3. Bentuk-bentuk laporan pendidikan seperti rapor, sistem peringkat, sistem


pemberian skor atau nilai.

4. Apakah diperlukan adanya standar kelulusan sebagimana telah ditetapkan dalam PP


tentang Standar Nasional Pendidikan?

5. Dan masih banyak yang lainnya yang perlu dikaji secara mendalam.

Proses kajian dan evaluasi tersebut akan menghasilkan rekomendasi yang akan
menjadi pegangan utama pemerintah untuk merumuskan dalam bentuk Peraturan Pemerintah
(PP).

Terakhir, pemerintah mengeluarkan PP atau setidaknya Peraturan Menteri tentang


sistem penilaian pendidikan tersebut, untuk kemudian dilaksanakan dimana PP ini secara
komprehensif akan mengatur tentang hal-hal sampai yang terkecil. Setelah PP dapat
diterbitkan maka kebijakan itu harus dilaksanakan secara konsekuen dan konsisten.
PENUTUP

KRITIK DAN SARAN

Begitu banyak pertentangan tentang kebijakan UAN dengan model evaluasi


pendidikan yang seharusnya, tujuan pendidikan nasional maupun dengan tujuan UAN itu
sendiri. Dimana kebijakan UAN kontra produktif bagi pendidikan nasional dan tujuan yang
ingin dicapai menjadi gagal total bahkan hanya menimbulkan masalah baru. Kecurangan
sistematik tidak hanya mengaburkan pemetaan mengenai kondisi pendidikan nasional tapi
juga berdampak buruk bagi guru dan murid dan juga kreativitas murid terkungkung karena
perhatian dan porsi pembelajaran lebih besar pada mata pelajaran pilihan pemerintah. Padahal
tujuan pendidikan sesungguhnya adalah membentuk manusia cerdas, penuh kreativitas dan
mandiri serta dapat mengatasi segala persoalan yang dihadapi.

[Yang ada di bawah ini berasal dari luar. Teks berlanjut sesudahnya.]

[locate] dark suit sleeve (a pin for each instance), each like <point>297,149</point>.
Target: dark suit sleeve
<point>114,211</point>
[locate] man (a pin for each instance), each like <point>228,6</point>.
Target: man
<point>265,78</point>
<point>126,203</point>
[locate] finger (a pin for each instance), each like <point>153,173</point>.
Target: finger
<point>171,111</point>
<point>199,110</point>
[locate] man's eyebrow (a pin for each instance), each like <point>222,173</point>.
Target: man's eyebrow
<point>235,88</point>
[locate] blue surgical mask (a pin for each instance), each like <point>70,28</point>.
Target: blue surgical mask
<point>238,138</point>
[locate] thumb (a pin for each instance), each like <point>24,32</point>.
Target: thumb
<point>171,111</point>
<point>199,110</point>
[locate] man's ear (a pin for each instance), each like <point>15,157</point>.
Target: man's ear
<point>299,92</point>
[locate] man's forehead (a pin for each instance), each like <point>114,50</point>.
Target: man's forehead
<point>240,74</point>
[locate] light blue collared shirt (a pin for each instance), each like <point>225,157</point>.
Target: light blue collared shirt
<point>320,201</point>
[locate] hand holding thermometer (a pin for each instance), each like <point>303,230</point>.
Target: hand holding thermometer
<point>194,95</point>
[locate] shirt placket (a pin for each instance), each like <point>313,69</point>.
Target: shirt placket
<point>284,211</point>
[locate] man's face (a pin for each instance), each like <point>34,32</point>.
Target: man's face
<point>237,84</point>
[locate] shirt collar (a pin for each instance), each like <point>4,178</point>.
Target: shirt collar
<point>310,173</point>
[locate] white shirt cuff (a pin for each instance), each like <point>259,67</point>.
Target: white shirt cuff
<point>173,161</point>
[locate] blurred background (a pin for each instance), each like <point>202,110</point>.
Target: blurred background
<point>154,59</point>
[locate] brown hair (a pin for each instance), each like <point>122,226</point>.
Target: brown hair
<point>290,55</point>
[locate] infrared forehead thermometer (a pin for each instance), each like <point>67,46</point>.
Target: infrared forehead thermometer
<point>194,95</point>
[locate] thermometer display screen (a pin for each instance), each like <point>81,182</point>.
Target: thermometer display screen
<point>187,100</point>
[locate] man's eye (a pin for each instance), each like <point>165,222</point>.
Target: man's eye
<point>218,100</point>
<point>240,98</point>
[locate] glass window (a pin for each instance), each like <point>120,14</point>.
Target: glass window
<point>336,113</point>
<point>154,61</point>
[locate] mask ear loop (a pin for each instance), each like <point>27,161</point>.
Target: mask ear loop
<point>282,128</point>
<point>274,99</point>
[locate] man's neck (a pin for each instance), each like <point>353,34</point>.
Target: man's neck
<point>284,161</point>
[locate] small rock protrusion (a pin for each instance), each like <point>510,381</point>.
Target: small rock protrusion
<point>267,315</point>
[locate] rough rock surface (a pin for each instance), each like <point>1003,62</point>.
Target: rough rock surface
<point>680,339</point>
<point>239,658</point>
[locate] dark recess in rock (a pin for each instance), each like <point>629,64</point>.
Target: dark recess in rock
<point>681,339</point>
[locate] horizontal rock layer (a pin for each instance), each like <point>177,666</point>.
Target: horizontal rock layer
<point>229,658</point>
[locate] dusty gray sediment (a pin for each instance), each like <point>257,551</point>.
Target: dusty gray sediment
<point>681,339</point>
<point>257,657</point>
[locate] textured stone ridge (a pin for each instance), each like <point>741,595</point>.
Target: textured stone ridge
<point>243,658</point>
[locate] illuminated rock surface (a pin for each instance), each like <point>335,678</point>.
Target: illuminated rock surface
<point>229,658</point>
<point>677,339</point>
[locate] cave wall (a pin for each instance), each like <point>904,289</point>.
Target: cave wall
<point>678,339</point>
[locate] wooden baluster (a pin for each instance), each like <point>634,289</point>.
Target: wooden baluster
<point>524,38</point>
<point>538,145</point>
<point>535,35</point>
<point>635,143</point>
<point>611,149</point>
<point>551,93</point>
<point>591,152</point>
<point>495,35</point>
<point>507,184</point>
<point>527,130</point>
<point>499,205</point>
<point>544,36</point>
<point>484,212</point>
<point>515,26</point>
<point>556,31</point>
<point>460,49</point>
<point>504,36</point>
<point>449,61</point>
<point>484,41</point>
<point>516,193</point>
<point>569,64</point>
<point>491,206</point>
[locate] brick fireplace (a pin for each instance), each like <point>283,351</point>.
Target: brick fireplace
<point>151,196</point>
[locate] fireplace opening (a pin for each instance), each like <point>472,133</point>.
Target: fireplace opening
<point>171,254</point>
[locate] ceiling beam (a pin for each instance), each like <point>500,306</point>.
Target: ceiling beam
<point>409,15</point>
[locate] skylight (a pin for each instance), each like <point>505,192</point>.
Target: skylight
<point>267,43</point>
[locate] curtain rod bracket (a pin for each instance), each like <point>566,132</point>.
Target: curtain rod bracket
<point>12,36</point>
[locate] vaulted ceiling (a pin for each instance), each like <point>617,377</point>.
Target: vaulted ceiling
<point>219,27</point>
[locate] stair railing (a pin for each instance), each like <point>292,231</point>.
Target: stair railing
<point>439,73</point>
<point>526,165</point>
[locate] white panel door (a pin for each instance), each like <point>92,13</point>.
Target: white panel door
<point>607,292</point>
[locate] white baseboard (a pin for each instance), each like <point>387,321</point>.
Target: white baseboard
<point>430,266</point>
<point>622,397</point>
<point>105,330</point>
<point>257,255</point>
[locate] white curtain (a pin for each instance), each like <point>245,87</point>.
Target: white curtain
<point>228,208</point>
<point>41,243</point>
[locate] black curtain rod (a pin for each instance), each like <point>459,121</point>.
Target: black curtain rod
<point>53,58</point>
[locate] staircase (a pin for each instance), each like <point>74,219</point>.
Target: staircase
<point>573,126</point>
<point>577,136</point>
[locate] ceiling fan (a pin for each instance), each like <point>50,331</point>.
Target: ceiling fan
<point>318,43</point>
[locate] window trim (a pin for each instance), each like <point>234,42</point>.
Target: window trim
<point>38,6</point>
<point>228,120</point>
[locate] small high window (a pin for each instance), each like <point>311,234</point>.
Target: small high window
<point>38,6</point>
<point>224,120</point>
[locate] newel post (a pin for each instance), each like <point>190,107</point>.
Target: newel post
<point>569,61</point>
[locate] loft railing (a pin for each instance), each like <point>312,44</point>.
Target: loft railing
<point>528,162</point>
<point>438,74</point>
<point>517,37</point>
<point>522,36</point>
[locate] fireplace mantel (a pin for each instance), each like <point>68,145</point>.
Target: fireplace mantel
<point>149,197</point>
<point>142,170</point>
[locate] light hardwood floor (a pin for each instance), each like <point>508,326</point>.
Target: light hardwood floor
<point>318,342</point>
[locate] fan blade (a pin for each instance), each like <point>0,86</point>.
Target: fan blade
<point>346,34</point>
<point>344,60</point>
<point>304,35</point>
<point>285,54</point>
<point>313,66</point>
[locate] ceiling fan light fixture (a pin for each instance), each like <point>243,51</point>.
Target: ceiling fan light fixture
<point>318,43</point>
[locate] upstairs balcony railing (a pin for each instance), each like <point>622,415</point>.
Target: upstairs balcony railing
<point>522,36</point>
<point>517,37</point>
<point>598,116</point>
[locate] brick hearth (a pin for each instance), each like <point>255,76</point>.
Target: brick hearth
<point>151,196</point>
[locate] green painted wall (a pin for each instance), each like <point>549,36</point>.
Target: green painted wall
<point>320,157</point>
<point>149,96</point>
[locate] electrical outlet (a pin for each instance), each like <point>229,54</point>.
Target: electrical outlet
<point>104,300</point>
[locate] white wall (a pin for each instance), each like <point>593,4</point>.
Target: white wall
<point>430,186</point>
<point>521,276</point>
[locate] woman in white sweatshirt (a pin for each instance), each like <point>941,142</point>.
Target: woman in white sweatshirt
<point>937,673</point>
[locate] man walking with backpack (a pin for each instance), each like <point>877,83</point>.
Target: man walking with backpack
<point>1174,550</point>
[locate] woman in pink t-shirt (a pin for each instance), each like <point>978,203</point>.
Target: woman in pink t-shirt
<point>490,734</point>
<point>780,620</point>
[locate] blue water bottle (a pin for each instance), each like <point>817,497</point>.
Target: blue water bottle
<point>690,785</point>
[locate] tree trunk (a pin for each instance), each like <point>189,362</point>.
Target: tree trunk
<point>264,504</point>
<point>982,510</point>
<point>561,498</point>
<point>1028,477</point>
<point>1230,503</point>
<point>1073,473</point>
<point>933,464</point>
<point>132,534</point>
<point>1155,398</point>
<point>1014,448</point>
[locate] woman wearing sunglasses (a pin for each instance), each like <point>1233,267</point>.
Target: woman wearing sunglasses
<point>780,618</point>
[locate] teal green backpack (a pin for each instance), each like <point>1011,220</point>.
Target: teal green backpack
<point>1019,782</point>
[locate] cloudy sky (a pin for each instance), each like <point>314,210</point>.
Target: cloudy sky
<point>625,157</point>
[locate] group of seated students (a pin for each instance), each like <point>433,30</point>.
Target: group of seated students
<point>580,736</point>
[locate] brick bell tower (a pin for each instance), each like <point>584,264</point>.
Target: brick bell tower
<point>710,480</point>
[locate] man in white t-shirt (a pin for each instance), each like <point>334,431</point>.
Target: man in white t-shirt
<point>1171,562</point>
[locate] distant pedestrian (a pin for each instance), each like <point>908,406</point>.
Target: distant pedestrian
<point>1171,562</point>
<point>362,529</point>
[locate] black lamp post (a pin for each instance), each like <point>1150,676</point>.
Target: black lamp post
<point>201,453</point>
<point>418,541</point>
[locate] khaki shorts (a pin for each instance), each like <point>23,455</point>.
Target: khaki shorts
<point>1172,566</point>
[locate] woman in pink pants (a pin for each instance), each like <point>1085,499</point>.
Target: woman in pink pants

Oleh karena itu pemerintah harus mengkaji ulang tentang kebijakan UAN ini atau
memberikan kepercayaan kepada tim agar dapat melakukan kegiatannya secara optimal.
Dengan cara demikian maka perumusan kebijakan nasional pendidikan akan berjalan sesuai
dengan aspirasi masyarakat dan menghasilkan kebijakan yang tepat bagi perkembangan
bangsa dan Negara di masa mendatang.